Despite high resource potential in Djibouti and opportunities for cross-border export, there are still 110,000 households in the country without access to power. With a capacity of 59 MW, this new wind farm will almost double the current installed power generation capacity in the country, all of which currently comes from fossil fuel sources.
The new installation, part of an expanding national renewable energy development programme, will enable clean energy supply, decrease the cost of electricity and allow the 940,000 population of Djibouti and its key industries to strengthen its electrical independence and economic development.

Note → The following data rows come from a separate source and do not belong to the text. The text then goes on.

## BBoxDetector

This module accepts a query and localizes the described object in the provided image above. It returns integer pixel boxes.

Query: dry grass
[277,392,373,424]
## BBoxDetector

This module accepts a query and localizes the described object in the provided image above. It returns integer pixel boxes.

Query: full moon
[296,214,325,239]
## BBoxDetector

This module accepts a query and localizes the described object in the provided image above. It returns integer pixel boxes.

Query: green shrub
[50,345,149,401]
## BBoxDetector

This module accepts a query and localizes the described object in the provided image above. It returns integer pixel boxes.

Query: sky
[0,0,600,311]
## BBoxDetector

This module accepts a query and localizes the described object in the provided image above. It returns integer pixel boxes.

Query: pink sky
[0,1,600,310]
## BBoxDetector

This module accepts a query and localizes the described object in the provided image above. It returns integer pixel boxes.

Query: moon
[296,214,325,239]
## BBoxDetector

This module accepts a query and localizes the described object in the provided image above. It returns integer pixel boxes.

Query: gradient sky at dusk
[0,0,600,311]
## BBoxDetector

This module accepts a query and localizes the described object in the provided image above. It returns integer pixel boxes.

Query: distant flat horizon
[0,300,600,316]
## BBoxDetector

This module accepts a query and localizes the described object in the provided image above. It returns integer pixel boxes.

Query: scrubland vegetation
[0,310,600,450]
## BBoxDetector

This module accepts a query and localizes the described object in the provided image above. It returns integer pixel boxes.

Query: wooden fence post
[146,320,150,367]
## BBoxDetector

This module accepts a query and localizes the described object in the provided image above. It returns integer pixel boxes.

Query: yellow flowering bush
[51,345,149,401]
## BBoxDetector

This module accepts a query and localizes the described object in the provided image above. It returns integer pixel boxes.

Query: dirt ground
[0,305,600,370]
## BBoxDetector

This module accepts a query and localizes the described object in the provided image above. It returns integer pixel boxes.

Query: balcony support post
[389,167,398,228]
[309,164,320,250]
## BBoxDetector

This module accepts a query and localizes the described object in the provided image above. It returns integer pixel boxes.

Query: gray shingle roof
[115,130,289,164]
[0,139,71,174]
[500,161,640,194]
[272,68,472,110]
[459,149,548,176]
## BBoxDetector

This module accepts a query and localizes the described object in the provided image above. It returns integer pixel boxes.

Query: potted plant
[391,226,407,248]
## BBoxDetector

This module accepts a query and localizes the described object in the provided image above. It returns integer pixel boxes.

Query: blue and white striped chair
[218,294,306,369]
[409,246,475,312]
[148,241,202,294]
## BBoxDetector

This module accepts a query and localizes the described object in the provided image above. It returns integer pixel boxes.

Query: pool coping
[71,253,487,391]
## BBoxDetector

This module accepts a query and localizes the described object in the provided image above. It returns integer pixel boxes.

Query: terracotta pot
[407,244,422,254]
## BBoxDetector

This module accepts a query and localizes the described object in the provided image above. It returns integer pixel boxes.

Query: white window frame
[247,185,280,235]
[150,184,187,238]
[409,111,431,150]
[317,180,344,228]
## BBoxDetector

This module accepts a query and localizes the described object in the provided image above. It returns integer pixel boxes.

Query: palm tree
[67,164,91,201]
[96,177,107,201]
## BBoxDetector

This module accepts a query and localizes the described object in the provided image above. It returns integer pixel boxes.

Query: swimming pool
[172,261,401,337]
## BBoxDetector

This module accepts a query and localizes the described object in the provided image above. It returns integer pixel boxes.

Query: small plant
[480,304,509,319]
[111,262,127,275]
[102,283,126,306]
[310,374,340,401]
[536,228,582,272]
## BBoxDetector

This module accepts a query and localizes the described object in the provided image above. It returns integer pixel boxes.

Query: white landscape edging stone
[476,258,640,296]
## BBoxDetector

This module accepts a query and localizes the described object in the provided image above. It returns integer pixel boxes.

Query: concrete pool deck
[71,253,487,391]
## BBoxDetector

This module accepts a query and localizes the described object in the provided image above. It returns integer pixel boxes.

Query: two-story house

“Access to affordable energy is key to supporting long-term sustainability and economic growth. Industrialization, agricultural improvement or even the expansion of municipal water systems depend on reliable and cost-effective energy access,” explained Markus Tacke, CEO of Siemens Gamesa. “This project is another step in Siemens Gamesa’s commitment to shaping a sustainable future for Africa.”
The 17 SG 3.4-132 wind turbines will be installed near the Goubet cove in the Gulf of Tadjoura, on a 395-hectare site in Djibouti. The wind farm electricity interconnection solution, the civil works and ten kilometres of internal road and tracks will be built as part of project. Siemens Gamesa will also provide maintenance to the wind farm, which is scheduled to be operational in mid-2021, for a minimum of ten years, with the option to renew. The electricity generated will be sold by the consortium to Electricité de Djibouti, the national power generation company, for a period of 25 years.
The project is Siemens Gamesa’s first in Africa with the leadership and participation of an African investor. A consortium of four entities are leading its development: Africa Finance Corporation, the Dutch development bank FMO, Climate Investor One (Dutch investment funds in green energy in Africa, Asia and Latin America) and local company Great Horn Investment Holdings SAS. The project is covered by MIGA, the World Bank’s Multilateral Investment Guarantee Agency.
“We believe that this project is the beginning of a new partnership and we will be relying on Siemens Gamesa’s extensive experience in the region to deliver on the project within the stipulated timeframe,” says Osaruyi Orobosa-Ogbeide, Vice President Project Development & Investments at the Africa Finance Corporation.